The silversmith would enter the futures market and purchase a silver contract for settlement in six months time (let’s say June) at a price of $5 per ounce. At the end of the six months, the price of silver in the cash market is actually $6 per ounce, so the silversmith benefits from the futures contract and escapes the higher price. Had the price of silver declined in the cash market, the silversmith would, in the end, have been better off without the futures contract. At the same time, however, because the silver market is very volatile, the silver maker was still sheltering himself from risk by entering into the futures contract.
So that’s basically what hedging is: the attempt to minimize risk as much as possible by locking in prices for future purchases and sales. Someone going long in a securities future contract now can hedge against rising equity prices in three months. If at the time of the contract’s expiration the equity price has risen, the investor’s contract can be closed out at the higher price. The opposite could happen as well: a hedger could go short in a contract today to hedge against declining stock prices in the future.
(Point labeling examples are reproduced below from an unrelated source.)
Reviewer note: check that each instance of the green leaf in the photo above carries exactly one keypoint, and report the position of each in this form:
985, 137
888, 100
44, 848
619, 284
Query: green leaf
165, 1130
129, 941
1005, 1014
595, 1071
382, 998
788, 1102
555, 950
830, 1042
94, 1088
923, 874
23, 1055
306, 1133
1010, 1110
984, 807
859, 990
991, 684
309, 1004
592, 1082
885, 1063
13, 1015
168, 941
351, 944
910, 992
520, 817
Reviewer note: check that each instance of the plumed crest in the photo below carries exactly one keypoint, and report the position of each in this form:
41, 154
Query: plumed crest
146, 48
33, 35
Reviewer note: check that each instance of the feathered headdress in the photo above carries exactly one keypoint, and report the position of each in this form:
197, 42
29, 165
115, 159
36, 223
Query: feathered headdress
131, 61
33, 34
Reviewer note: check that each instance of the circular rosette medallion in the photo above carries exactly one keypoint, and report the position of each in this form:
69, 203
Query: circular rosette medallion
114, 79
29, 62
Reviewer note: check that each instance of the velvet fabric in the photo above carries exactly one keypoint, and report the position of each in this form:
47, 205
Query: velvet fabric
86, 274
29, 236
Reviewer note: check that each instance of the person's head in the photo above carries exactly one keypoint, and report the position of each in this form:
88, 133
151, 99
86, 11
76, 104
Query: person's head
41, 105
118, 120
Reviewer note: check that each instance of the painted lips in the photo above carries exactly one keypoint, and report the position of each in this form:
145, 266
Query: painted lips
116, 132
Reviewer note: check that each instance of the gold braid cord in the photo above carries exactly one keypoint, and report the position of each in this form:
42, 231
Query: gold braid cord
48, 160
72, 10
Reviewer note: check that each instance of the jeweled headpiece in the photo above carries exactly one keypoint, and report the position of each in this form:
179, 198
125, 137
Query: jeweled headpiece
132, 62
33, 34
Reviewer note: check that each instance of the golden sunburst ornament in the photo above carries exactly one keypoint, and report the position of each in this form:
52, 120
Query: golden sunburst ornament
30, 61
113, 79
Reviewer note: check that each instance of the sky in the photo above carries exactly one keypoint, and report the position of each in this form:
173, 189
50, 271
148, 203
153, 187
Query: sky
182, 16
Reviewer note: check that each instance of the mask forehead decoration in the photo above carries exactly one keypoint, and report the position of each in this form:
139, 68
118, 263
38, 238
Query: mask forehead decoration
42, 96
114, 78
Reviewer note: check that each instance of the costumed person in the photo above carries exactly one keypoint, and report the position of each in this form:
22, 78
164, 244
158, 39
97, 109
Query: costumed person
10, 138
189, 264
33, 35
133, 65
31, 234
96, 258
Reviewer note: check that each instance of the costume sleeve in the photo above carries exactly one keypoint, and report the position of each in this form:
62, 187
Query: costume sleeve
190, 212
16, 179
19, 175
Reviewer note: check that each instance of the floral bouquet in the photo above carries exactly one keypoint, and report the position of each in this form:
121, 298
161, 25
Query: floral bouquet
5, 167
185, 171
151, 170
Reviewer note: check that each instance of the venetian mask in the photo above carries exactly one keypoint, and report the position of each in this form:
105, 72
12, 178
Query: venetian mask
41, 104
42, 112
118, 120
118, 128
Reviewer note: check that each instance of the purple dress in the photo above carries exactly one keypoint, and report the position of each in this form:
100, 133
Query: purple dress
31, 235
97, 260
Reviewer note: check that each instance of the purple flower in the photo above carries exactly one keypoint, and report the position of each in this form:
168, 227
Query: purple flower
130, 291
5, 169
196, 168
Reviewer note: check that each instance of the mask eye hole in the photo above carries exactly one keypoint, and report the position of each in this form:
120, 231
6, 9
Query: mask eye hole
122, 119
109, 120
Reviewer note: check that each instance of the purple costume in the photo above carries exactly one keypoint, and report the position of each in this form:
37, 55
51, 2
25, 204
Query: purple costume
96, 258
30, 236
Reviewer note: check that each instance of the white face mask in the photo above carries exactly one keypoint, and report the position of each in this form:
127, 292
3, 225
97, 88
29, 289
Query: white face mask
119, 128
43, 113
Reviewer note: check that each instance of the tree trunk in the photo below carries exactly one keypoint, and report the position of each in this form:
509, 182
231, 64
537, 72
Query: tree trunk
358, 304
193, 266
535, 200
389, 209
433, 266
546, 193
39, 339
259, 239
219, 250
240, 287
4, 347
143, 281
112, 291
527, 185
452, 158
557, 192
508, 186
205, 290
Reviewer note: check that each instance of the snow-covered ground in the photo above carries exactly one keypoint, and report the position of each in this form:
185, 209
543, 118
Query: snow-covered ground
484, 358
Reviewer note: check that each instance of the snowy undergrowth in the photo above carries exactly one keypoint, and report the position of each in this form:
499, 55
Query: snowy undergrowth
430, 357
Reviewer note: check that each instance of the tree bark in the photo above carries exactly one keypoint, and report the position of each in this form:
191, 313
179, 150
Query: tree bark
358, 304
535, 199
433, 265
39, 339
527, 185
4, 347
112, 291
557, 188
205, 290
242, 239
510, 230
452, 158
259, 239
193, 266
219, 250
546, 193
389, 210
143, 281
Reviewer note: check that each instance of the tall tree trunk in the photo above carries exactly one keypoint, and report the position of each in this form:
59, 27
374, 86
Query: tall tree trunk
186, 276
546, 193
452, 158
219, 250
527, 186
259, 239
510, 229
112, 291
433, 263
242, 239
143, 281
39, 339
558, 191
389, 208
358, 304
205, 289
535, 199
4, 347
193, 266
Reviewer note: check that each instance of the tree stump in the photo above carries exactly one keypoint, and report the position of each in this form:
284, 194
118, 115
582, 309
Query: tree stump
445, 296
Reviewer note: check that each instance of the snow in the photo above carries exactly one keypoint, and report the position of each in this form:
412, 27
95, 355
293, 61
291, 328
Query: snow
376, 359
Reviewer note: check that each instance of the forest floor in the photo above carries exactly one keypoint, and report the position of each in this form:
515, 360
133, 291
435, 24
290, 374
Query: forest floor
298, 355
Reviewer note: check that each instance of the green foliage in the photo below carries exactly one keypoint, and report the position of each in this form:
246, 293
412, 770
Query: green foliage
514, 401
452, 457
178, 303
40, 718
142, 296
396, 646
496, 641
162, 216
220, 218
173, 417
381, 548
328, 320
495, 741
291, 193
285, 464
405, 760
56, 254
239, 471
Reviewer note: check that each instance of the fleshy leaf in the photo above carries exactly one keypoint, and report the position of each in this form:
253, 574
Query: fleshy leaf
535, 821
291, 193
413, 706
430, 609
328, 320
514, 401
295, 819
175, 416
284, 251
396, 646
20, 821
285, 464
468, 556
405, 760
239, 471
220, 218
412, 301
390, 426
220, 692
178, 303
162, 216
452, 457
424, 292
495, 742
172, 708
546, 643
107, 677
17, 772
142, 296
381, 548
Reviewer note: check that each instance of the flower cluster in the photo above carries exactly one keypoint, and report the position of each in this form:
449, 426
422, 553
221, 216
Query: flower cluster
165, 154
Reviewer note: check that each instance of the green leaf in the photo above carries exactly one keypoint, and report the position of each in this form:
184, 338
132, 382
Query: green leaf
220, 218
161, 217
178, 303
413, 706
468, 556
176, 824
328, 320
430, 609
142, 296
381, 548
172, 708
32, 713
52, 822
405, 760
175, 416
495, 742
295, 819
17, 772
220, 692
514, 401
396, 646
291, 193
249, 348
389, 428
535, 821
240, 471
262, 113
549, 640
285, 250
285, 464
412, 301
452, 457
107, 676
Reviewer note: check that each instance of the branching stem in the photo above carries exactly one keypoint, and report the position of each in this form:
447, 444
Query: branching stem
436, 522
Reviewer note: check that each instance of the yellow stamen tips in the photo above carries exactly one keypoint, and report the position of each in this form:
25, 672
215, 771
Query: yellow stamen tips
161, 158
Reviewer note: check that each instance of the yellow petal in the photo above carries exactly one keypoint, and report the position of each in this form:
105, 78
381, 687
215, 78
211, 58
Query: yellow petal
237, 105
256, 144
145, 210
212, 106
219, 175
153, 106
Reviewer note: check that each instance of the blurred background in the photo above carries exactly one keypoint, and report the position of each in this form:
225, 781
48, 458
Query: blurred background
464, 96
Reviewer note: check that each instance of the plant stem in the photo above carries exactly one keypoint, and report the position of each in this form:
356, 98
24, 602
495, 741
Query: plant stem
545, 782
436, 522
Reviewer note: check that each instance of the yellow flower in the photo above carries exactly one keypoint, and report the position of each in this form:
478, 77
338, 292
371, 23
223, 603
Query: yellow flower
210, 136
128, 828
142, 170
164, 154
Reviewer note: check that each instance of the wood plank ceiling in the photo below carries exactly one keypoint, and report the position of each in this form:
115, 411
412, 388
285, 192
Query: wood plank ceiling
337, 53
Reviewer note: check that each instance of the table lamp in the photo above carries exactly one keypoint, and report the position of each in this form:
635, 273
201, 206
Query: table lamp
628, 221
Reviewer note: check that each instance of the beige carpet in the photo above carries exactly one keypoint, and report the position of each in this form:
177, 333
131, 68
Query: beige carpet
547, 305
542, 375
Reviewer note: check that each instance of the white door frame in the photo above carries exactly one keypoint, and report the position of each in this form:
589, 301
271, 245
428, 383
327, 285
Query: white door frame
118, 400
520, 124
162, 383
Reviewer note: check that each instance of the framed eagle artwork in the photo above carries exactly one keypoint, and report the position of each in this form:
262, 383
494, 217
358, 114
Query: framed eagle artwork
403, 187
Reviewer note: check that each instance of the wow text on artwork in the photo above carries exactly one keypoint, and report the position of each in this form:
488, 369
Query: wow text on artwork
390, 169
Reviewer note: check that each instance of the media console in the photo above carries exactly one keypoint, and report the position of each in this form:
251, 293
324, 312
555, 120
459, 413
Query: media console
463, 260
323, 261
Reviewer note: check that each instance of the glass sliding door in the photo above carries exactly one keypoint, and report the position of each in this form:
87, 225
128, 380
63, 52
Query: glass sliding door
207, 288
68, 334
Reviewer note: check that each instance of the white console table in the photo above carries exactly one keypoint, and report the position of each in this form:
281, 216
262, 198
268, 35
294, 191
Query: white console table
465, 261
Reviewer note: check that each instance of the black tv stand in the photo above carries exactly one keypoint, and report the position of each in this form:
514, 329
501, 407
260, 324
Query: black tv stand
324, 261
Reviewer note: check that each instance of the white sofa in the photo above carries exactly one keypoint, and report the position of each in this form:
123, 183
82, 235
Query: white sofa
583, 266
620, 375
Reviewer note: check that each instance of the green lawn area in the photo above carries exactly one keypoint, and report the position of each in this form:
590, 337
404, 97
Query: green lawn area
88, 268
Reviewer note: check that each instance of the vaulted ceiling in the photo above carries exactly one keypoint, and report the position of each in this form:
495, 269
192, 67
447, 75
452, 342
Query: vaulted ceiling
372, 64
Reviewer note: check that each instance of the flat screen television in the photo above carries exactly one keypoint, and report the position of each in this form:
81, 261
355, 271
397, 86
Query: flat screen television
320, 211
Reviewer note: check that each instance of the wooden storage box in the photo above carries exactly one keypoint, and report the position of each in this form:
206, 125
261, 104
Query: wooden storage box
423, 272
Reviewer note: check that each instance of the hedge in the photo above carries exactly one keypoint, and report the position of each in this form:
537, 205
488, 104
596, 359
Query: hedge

A potato farmer would hedge against lower French fry prices, while a fast food chain would hedge against higher potato prices. A company in need of a loan in six months could hedge against rising interest rates in the future, while a coffee roaster could hedge against rising coffee bean prices next year.
There are some investors whose aim is not to reduce risk but to benefit from the risky nature of the futures market. These investors are called the speculators. They aim to profit from the price change that hedgers protect themselves from. Hedgers want to reduce risk at all times, but the speculators want to increase risk to max out their profits.
In the futures market, the speculator would be the one buying a contract low in order to sell it high in the future. He, most probably, would be buying from a hedger who is selling a contract at a low price in anticipation of a price decline.
The speculator does not enter the market with the objective to own the goods in question. Instead, the goal is to profit by offsetting rising and declining prices through the buying and selling of futures contracts.
Speculators and hedgers, in reality, benefit from each other. As the time of the contract’s expiration draws near, the information entering the market regarding the commodity in question will become more reliable. This enables everyone to expect a more precise reflection of supply and demand and the corresponding price.
An independent agency of the U.S. government, called the Commodity Futures Trading Commission (CFTC), regulates the U.S. futures market. The market is also subject to a self-regulatory body authorized by the U.S. Congress and subject to the CFTC supervision, called the National Futures Association (NFA).
In order to buy and sell futures contracts, a broker or a firm must be registered with the CFTC. In order to conduct business, brokers and firms must be registered with both CFTC and NFA. In cases of illegal activity, the CFTC has the right to seek criminal prosecution from the Department of Justice. Violations of the NFA’s business ethics and code of conduct can be grounds to permanently bar a company or person from dealing in the futures exchange. Investors who want to enter the futures market must, therefore, understand the regulations and make sure that brokers, traders, or companies acting on their behalf are duly licensed.
If unfortunately you suffer from conflict or illegal loss, you can ask the NFA for arbitration or appeal for repatriations from the CFTC.